22/04/2021

GitOps Nirvana: controlled and safe promotions of changes across environments with Terraform.

# Technology

Intro

The merits of Infrastructure-as-Code (IaC) and GitOps are well understood in the industry, but when we started our IaC journey about a year ago, we couldn’t find any great online references about how it all should come together. Specifically, we were unsure how to accomplish controlled and safe promotions of changes across environments while adhering to GitOps guidelines. We now believe we have found a solution. I’ll go over how we structure our Terraform code and how its CI/CD pipelines work and try to explain the reasoning behind some of the choices we made.

I assume familiarity with Terraform, Github, and modern Software as a service (SaaS) development practices.

First, I need to say a few words about our tech organization. We have about 50 software developers in six development teams and five site reliability engineers (SREs), and all the teams use Terraform to manage cloud resources.

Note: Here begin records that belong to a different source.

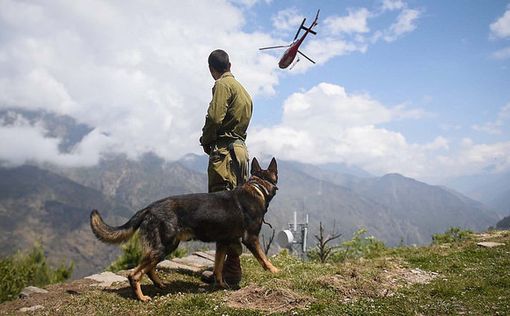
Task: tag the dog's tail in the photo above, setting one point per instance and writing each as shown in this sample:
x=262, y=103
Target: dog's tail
x=115, y=235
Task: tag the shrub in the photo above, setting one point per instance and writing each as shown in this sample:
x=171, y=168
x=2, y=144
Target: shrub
x=452, y=235
x=24, y=269
x=359, y=246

Our Terraform codebase manages a few thousand distinct cloud resources in AWS, GCP, Cloudflare, Mongo Atlas, and Datadog. Most of those resources have clear service ownership and are deployed in both Sandbox and Production environments, and there’s an assumption that changes in code and infrastructure happen in Sandbox before Production.

The Flow

Let’s say Ursula, an engineer in one of the development teams, needs to add a dead letter queue to one of our AWS SQS queues:

1. She locates the relevant Terraform file in our Terraform monorepo, makes the change in the file in the sandbox directory in a new branch, and opens a pull request.

2. The repo CI/CD pipeline generates a terraform plan. The plan is posted as a comment to PR and persisted in S3 for later use. The PR is assigned to the owning team, and its members are notified.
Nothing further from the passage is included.